Diana Greene Foster, PhD, a UC San Francisco professor of obstetrics, gynecology and reproductive sciences who led a groundbreaking study on what happens to women who can’t get abortions, has been named a 2023 MacArthur Fellow, one of the most coveted honors in academia, science and the arts.

The MacArthur Foundation on Oct. 4, 2023, announced Foster’s selection along with 19 other recipients of the so-called “Genius Grant,” an $800,000 no-strings-attached prize awarded annually to U.S. citizens or residents who have shown extraordinary creativity and dedication in their fields.

She has produced research that is indispensable to understanding the impact that abortion restrictions are having across the country.”

Chancellor Sam Hawgood, MBBS

For more than two decades, Foster has been examining how the policies surrounding reproductive health care affect people’s lives and has built a body of evidence on practices, access and outcomes. As a demographer, she uses quantitative models and analyses to track the consequences of family planning policies and unwanted pregnancies on people’s lives.

Foster, 52, is best known for the Turnaway Study, which examined the physical, mental and socioeconomic effects of abortion over five years on the lives of nearly 1,000 women who sought abortions at 30 facilities across the country. The 2020 study, which led to more than 50 research articles and a book, found that receiving an abortion does not harm health or well-being but, rather, being denied one leads to negative financial and health outcomes.

Now that the U.S. Supreme Court has overturned Roe v. Wade, the landmark decision that protected the right to abortion, Foster’s work has provided timely and vital insight into the health and economic effects on individuals of state decisions to severely limit or ban access to the procedure.

“Diana has provided us with the best evidence yet of the long-term consequences this issue has on women and their children,” said UCSF Chancellor Sam Hawgood, MBBS. “She has produced research that is indispensable to understanding the impact that abortion restrictions are having across the country.”

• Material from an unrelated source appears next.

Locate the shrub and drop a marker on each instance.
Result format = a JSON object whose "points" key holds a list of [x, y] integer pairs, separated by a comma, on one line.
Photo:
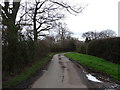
{"points": [[106, 48]]}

Wide-ranging health implications

Foster credited UCSF for its long history of fostering an environment that supports research in reproductive health care. “It’s not random that it’s someone at UCSF who was able to do this because UCSF has taken the topic of abortion and contraception seriously for decades,” she said.

Foster, who joined UCSF in 2007, received her undergraduate degree from UC Berkeley, and her MA and PhD in demography and public policy from Princeton University. As a researcher affiliated with UCSF’s Advancing New Standards in Reproductive Health (ANSIRH) program, she has authored more than 120 scientific papers. Her earlier research includes demonstrating that providing a year’s supply of oral contraceptives, rather than requiring monthly refills, reduces unintended pregnancies and reduces health care costs. For the Turnaway Study, she was named one of the top 10 most influential scientists in 2022 by Nature.

Foster stressed the importance of using data to inform policy decisions. “My hope is that state judges and state legislators will look at the effect on their constituents and fellow citizens and understand this decision is not an easy one politically, but has wide-ranging implications for people’s health and the wellbeing of kids,” she said.

For Foster, the award means this labor-intensive, time-consuming and costly work can continue with less fear of facing funding gaps. She is currently collaborating with scientists across the country to better understand how people are navigating the confusing patchwork of laws in a post-Roe era.

Foster said that while the MacArthur award was given to her, it does not reflect the collaborative nature of her work. “I have all these brilliant collaborators – at UCSF and beyond,” she said.